Factors Influencing Agricultural Growth:
- El Nino and Rainfall: The year 2023 experienced El Nino conditions, resulting in a shortfall in rainfall. This negatively impacted the agriculture sector, leading to a 0.8% decline in growth in Q3 FY24.
- Crop Output: A decline in the output of rabi and summer crops, combined with deficient rainfall in June 2024, is likely to affect agricultural GVA growth in Q1 FY25. ICRA forecasts a 1% growth in agriculture, forestry, and fishing.
Manufacturing: Moderation After Robust Growth
Manufacturing growth faced setbacks during the coronavirus pandemic and the Russia-Ukraine war, which caused supply disruptions and increased input costs.
Key Insights:
- Industrial Growth: ICRA projects industrial GVA growth to moderate to 6.4% in Q1 FY25, down from 8.4% in Q4 FY24.

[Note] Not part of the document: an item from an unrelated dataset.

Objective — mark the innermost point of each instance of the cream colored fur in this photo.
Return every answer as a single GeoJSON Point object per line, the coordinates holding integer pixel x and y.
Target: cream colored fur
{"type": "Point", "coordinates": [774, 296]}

- Sub-Sector Performance: The moderation is primarily attributed to the manufacturing sector, expected to slow down to 7.0% from 8.9% in the previous quarter. Construction is also anticipated to see a decline to 4.0% from 8.7%. Conversely, sectors like electricity and mining and quarrying are expected to register an uptick in growth.
Services Sector: A Moderation Amidst Heatwave Impact
The services sector experienced a slight moderation in the first quarter due to the impact of the heatwave, which impacted footfall in various services sectors.
Key Takeaways:
- Footfall and Electricity Demand: The heatwave negatively affected footfall in services sectors, although it provided a significant boost to electricity demand.

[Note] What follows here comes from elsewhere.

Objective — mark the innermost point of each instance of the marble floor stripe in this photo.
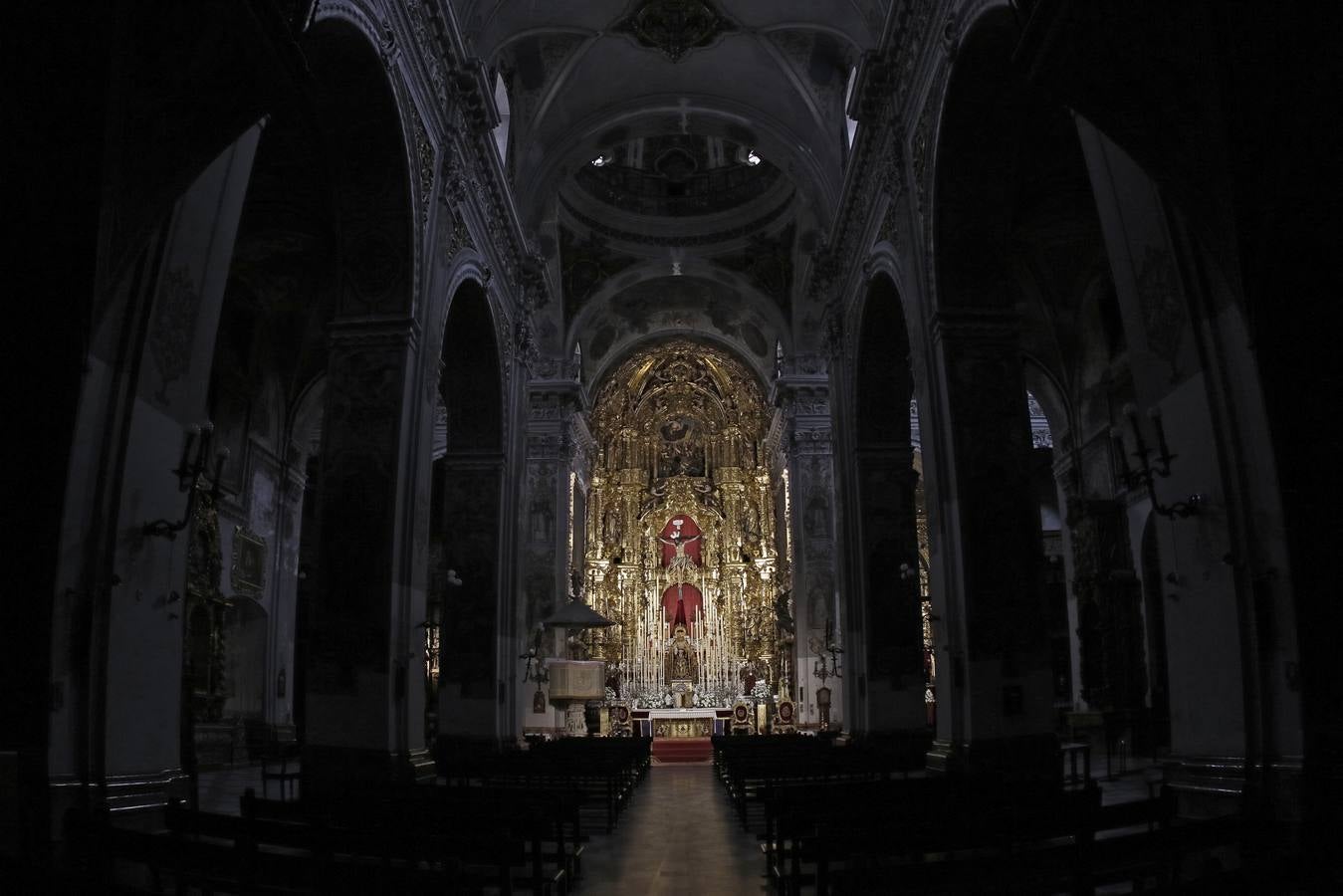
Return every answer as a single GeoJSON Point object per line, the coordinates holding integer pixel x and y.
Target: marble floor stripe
{"type": "Point", "coordinates": [678, 837]}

- General Economic Momentum: Suman Chowdhury, executive director and chief economist at Acuité Ratings & Research, notes a general moderation in the momentum of domestic economic activity, influenced by the election cycle and the impact of the heatwave on specific sectors.
- Profitability and GVA: Weaker industrial output and lower than expected profitability could lead to weaker GVA growth in the manufacturing sector.

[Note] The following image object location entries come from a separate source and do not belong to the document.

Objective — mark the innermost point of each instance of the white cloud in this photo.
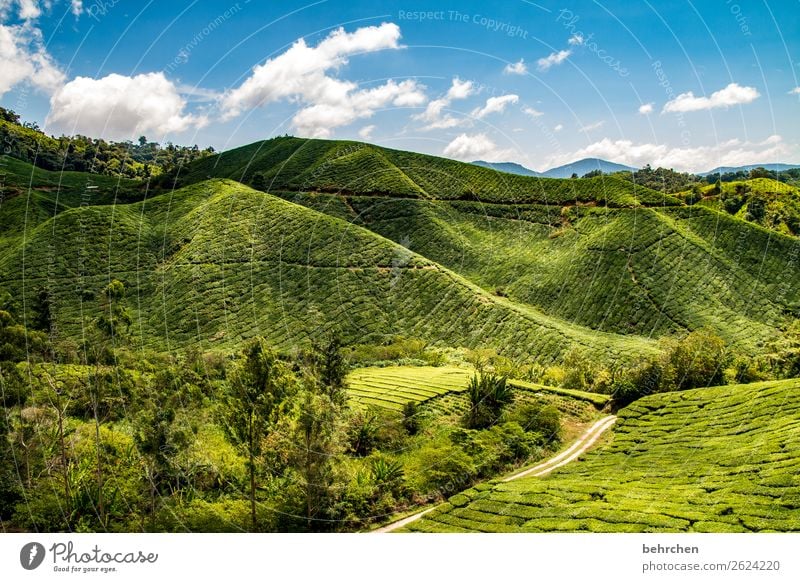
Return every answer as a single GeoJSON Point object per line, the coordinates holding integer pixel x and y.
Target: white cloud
{"type": "Point", "coordinates": [432, 116]}
{"type": "Point", "coordinates": [320, 119]}
{"type": "Point", "coordinates": [120, 107]}
{"type": "Point", "coordinates": [302, 74]}
{"type": "Point", "coordinates": [531, 112]}
{"type": "Point", "coordinates": [23, 58]}
{"type": "Point", "coordinates": [473, 147]}
{"type": "Point", "coordinates": [685, 159]}
{"type": "Point", "coordinates": [366, 131]}
{"type": "Point", "coordinates": [459, 89]}
{"type": "Point", "coordinates": [29, 9]}
{"type": "Point", "coordinates": [494, 105]}
{"type": "Point", "coordinates": [592, 126]}
{"type": "Point", "coordinates": [733, 94]}
{"type": "Point", "coordinates": [518, 68]}
{"type": "Point", "coordinates": [553, 59]}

India’s Economic Journey: A Summary
The Indian economy demonstrated robust growth in the previous year, expanding by 7.8% in the March quarter of 2023-24. The slowdown expected in Q1 FY25 is attributed to various factors, including the election cycle, consumer sentiment, and the impact of weather events.
Takeaway Points
- The GDP growth for Q1 FY25 is expected to slow down, driven by factors such as the elections, subdued consumer confidence, and heatwave impact.
- Private final consumption expenditure is likely to remain a key driver of the economy, but its growth is expected to moderate.
- Investment activity could benefit from increased FDI and corporate investments, offsetting the decline in government capital expenditure.
- The agriculture sector is likely to experience modest growth, while the manufacturing sector is expected to see moderation.
- The services sector is anticipated to experience a slowdown due to the heatwave’s impact.
- It is important to closely monitor these factors and their impact on the economy in the coming quarters.